The greater portion of Gian Bellini's pictures remain in the churches and galleries of Venice. But the first great work at which the two brothers in their youth worked in company—the painting of the Hall of Council in the palace of the Doge, with a series of historical and legendary pictures of the Venetian wars with the Emperor Frederick Barbarossa (1177), including the Doge Ziani's receiving from the Pope the gold ring with which the Doge espoused the Adriatic, in token of perpetual dominion over the sea—was unfortunately destroyed by fire in 1577. Giovanni Bellini's greatest work, now at St Salvatore, is Christ at Emmaus, with Venetian senators and a Turkish dragoman introduced as spectators of the risen Lord.

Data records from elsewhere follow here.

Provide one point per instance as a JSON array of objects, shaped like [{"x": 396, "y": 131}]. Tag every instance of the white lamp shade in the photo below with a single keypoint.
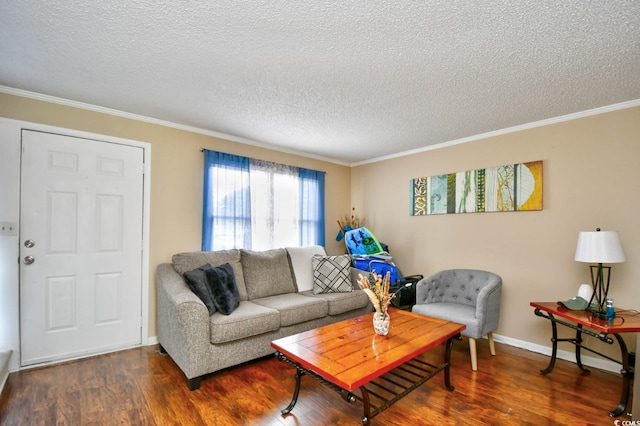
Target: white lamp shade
[{"x": 599, "y": 247}]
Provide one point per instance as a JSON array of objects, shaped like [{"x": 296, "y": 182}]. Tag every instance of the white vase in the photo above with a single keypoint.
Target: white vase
[{"x": 381, "y": 323}]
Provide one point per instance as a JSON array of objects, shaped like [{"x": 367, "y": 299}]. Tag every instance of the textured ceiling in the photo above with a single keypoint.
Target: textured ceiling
[{"x": 343, "y": 80}]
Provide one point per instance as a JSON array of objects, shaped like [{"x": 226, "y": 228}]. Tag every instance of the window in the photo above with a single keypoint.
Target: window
[{"x": 259, "y": 205}]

Of another great work at Vicenza, painted in Gian Bellini's old age, when neither his skill nor his strength was abated, 'The Baptism of Christ,' Dean Alford writes thus:
'Let us remain long and look earnestly, for there is indeed much to be seen. That central figure, standing with hands folded on His bosom, so gentle, so majestic, so perfect in blameless humanity, oh what labour of reverent thought; what toil of ceaseless meditation; what changes of fair purpose, oscillating into clearest vision of ideal truth, must it have cost the great painter, before he put forth that which we see now! It is as impossible to find aught but love and majesty in the Divine countenance, as it is to discover a blemish on the complexion of that body, which seems to give forth light from itself, as He stands in obedience, fulfilling all righteousness.

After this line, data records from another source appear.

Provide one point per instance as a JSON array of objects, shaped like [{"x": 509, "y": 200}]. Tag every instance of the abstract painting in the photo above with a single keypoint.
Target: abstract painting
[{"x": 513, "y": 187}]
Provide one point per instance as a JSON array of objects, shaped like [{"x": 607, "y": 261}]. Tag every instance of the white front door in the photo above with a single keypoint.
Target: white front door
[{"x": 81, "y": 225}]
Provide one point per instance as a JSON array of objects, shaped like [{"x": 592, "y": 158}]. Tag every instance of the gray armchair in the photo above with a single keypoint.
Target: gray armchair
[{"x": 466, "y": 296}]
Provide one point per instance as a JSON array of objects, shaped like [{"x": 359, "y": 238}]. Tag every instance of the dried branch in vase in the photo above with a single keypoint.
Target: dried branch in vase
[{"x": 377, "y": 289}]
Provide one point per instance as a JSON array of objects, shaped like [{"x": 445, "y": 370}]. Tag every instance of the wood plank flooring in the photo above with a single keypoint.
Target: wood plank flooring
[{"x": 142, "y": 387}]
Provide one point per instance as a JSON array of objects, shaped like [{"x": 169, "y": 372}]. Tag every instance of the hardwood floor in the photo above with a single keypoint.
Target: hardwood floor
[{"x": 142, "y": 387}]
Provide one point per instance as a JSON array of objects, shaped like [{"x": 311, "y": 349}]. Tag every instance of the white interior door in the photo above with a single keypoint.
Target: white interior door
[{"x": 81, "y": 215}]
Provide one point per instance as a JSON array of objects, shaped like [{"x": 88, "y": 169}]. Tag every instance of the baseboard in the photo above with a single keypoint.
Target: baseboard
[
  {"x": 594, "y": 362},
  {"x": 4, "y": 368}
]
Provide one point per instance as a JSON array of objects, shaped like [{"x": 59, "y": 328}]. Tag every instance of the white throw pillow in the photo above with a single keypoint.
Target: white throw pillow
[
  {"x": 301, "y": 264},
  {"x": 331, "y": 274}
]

'And even on the accessories to this figure, we see the same loving and reverent toil bestowed. The cincture, where alone the body is hidden from view, is no web of man's weaving; or, if it were, it is of hers whose heart was full of divine thoughts as she wove: so bright and clear is the tint, so exquisitely careful and delicate every fold where
light may play or colour vary. And look under the sacred feet, on the ground blessed by their pressure; no dash of hurrying brush has been there: less than a long day's light, from morn to dewy eve, did not suffice to give in individual shape and shade every minutest pebble and mote of that shore of Jordan. Every one of them was worth painting, for we are viewing them as in the light of His presence who made them all and knew them all.

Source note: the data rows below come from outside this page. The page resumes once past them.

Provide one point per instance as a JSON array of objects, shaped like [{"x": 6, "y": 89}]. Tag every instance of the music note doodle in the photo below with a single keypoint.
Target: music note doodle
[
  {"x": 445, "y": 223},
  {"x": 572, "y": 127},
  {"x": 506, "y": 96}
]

'And now let us pass to the other figures: to that living and glowing angelic group in the left hand of the picture. Three of the heavenly host are present, variously affected by that which they behold. The first, next the spectator, in the corner of the picture, is standing in silent adoration, tender and gentle in expression, the hands together, but only the points of the fingers touching, his very reverence being chastened by angelic modesty; the second turns on that which he sees a look of earnest inquiry, but kneels as he looks; and indeed that which he sees is one of the things which angels
desire to look into. The third, a majestic herald-like figure, stands, as one speaking, looking to the spectator, with his right hand on his garment, and his left out as in demonstration, unmistakeably saying to us who look on, "Behold what love is here!" Then, hardly noticing what might well be much noticed, the grand dark figure of the Baptist on the right, let us observe how beautifully and accurately all the features of the landscape are given.'
Of the same work another critic records: 'The attendant angels in this work (signed by the artist) are of special interest, instinct with an indefinable purity and depth of reverential tenderness elsewhere hardly rivalled. But the picture, like that in S. Giovanni Crisostomo, with which it is nearly contemporary, is almost more interesting from the astonishing truth and beauty of its landscape portions. These form here a feature more important, perhaps, than in any work of that period; the stratification and form of the rocks in the fore-ground, the palms and other trees relieved against the lucid distance, and the mountain-ranges of tender blue beyond, are as much beyond praise for their beauty and their truth, as they have been beyond imitation from the solidity and transparent strength of their execution! The minute finish is Nature's, and the colouring more gem-like than gems.'
No praise can exceed that bestowed on Gian Bellini's colouring for its intensity and transparency. 'Many of his draperies are like crystal of the clearest and deepest colour,' declares an authority; and another states' his best works have a clear jewel brightness, an internal gem-like fire such as warms a summer twilight. The shadows are intense and yet transparent, like the Adriatic waves when they lie out of the sun under the palace bridges.'
Portrait-painting, just beginning, was established in Venice, its later stronghold, by Gian Bellini. His truthful portrait of the Doge Loredano, one of the earliest of that series of Doges' portraits which once hung in state in the ducal palace, is now in our National Gallery.